The Kiss Of Death
Twelve years ago, on a Sunday in mid-August was when I felt the deepest fear I’ve ever known.
My father, my brother, and I were moving my grandmother from her little apartment in Riverview back home to Campbellton. A drive that I was familiar with, and on a good day, nice weather, no traffic, you were looking at four hours to make it from point A to point B.
The day’s plan was for my father to drive the U-Haul with all my grandmother’s belongings, my brother to take my father’s work truck, and for me to ride with my grandmother in her little red civic. Easy peasy.
We spent the morning loading all her stuff in the U-Haul and then we drove out of the small apartment complex parking lot like a three-vehicle convoy. We were highway bound.
The drive wasn’t an easy one from the get-go. My grandmother was visibly anxious, but I couldn’t blame her. Who could? That apartment had only been her temporary home at the insistence of my grandfather, whose intensive cancer treatment regimen demanded him to be closer to his doctor, who was a stone’s throw away across the chocolate river.
He battled as valiantly as a man could. For nearly a decade he underwent treatment. But eventually, there was nothing left for him to give, and he passed away.
My grandmother married him at 16. She had never been without him. Never even learned how to pay a bill. Needless to say, she felt lost and old, like a relic from a bygone era. And going back home to be close to her sisters was the only logical option.
But to deal with her anxiety, she chain-smoked with the windows up to keep out the cold. One after another with production line accuracy.
I kept my lips sealed as my head pulsated from second-hand smoke. Her brittle fingers shook like the onset of Parkinson’s as each cigarette reached her mouth. It was heartbreaking to watch her in that state. A wonderful woman who had treated me with nothing but warmth and love since as far back as my memories could travel.

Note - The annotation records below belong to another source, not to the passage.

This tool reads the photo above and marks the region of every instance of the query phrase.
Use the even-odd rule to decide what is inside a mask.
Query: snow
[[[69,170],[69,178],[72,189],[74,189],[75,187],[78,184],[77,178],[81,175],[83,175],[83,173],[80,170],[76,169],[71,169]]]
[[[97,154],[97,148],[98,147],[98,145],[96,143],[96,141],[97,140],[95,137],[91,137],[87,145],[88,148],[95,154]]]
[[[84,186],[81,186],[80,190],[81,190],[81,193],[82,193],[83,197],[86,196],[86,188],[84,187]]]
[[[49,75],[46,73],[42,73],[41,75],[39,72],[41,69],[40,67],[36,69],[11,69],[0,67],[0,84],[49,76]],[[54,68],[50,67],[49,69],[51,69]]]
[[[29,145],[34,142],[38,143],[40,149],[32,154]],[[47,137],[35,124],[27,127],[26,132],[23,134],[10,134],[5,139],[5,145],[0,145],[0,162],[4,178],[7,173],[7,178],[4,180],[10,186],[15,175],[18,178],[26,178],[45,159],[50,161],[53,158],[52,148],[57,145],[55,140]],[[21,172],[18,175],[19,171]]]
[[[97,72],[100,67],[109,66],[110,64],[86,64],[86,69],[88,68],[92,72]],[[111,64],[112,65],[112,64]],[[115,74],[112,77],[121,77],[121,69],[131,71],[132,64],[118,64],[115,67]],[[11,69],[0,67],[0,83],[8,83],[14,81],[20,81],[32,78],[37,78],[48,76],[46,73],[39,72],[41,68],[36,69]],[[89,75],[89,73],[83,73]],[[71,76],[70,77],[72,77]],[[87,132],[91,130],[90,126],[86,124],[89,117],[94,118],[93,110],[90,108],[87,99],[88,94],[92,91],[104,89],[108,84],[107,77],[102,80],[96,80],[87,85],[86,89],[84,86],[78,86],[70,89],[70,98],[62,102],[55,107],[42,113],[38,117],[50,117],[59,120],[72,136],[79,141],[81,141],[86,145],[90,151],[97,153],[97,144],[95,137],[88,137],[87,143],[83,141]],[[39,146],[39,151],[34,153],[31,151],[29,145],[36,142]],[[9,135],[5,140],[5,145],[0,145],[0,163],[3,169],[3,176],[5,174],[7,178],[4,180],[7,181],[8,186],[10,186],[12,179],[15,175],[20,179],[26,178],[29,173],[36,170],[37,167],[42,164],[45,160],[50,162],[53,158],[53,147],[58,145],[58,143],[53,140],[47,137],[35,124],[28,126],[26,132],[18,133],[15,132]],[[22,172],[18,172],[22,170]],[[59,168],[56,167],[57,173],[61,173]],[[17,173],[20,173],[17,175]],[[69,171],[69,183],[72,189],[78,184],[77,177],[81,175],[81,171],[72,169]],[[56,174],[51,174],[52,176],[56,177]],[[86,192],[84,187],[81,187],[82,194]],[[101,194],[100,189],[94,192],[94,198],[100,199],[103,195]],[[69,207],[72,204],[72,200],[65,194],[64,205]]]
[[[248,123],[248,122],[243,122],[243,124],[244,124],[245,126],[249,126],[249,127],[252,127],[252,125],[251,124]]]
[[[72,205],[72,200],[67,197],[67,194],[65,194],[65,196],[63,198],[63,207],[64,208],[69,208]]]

I just wanted to make her laugh. Calm her down. And let her know that things were going to be okay. We’d all be okay.
But as Murphy’s Law dictates, things can always, and I mean always, get shittier.

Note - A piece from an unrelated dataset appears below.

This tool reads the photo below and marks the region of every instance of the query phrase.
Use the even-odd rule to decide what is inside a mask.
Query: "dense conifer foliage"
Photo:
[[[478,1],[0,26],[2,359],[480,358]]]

This came in the form of my brother, who was driving the black Ford directly in front of us. He began to swerve back and forth over the solid yellow line in strange rattlesnake movements like he was stone-cold drunk, even though all we had that day up until that point was a couple cups of coffee.
This was the absolute last thing her anxious mind needed to be witnessing and processing.
I laughed, and acted like he was pulling a practical joke, because everyone in the family knew that the man joked to no end. A hill he would gladly die on. Some were outrageously funny, others were just outrageous. And this one, to me, seemed to be the latter. But I showed no sign of distress, because I could feel her watching for my reaction. And I felt if I began to slip, then she would slide right past me off the edge of the world.
But in my bones, I was worried. It was strange behaviour, even for him.
Then, the horror that I had been fearing since the swerving began a half-hour earlier presented itself in shattering fashion.
On route 126, still about two hours from our destination, my brother swerved into the left lane, but this time he stayed. And an SUV travelling at 100 km/h met my brother, with what I suspected was the kiss of death.
I screamed his name and my grandmother followed suit as I pulled over to the shoulder of the highway. “Wait here.” I told her, then I took off running towards the truck. A parade of onlookers already gathering. Death and destruction peaking interest like nothing else on God’s green earth.
Smoke was rising from the hood of the truck, and inside where it engulfed my brother. I was standing at the door, pulling on it with all the strength I had, and ever would have. Even in that close proximity, I could barely see him behind the thick, cloudy veil.
The door didn’t budge for a while. It seemed like a lifetime in my panicked state, but it was likely only thirty seconds or so. Eventually, it flung open, nearly throwing me to the asphalt as I staggered backwards, trying to regain my balance.
I called his name several times before he came to. He was floating in that purgatory state between consciousness and unconsciousness. Eyes open, but not looking anywhere. Or at anything.
That empty face broke me, but there was no time to stand on ceremony. So I unbuckled the seatbelt, helped him out of the truck, and it wasn’t long before the EMTs arrived to put him on the stretcher and take him to the nearest hospital.
After a series of tests were conducted, he only suffered a concussion and was discharged from the hospital the following morning. The passengers of the SUV were also fine, shaken up with a few cuts and bruises, but nothing life-threatening.
A terrifying experience, but one that ended much better than it could have.